Published in the Iranian Journal of Pharmaceutical Research, the phase I randomized, double-blind, placebo-controlled study aimed to evaluate the safety profile and efficacy of a cannabis-based sublingual spray, CBDEX10 (containing 100 µg cannabidiol and 10 µg Δ9-tetrahydrocannabinol per puff; CBD/Δ9-THC 10:1) (1).
The study tracked 50 diabetic patients over an eight-week treatment period to assess the efficacy of the twice daily administered supplementary therapy in controlling the glycemic state and lipid profile of the patients (1). It noted prior research on cannabis use and insulin levels and body mass index in the rationale behind using a combination of tetrahydrocannabinol (THC) and cannabidiol (CBD) in conjunction with the main anti-diabetic medication (1).
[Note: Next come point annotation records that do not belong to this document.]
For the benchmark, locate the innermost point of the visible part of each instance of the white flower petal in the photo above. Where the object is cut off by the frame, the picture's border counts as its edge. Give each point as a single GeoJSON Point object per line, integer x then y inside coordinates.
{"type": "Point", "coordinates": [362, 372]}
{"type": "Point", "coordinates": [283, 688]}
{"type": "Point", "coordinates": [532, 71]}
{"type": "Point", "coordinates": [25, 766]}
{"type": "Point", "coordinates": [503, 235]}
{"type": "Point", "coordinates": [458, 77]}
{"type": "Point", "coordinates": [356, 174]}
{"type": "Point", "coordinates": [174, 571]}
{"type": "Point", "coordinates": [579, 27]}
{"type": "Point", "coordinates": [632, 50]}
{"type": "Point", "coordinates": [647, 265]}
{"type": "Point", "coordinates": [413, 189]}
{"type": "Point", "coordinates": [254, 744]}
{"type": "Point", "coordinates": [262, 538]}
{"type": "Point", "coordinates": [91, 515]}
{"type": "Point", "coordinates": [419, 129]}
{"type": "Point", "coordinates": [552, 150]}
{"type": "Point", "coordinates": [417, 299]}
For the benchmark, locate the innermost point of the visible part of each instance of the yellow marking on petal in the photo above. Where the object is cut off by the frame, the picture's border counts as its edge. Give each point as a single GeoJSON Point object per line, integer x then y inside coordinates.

“In the present study, we demonstrated that sublingual administration of the CBDEX1 sublingual spray, two puffs twice daily through an eight-week treatment period, could effectively improve the patient's lipid profile and glucose tolerance. Moreover, the mentioned regimen could also improve insulin sensitivity,” the study concluded, noting a statistically significant decline in total cholesterol in the supplement group by the end of the study (1). “Overall, CBDEX1 sublingual spray could be a new therapeutic agent for lipid and glycemic control in diabetic patients.”
There were no statistically significant differences regarding demographics or adverse effects between the supplement and placebo groups (1).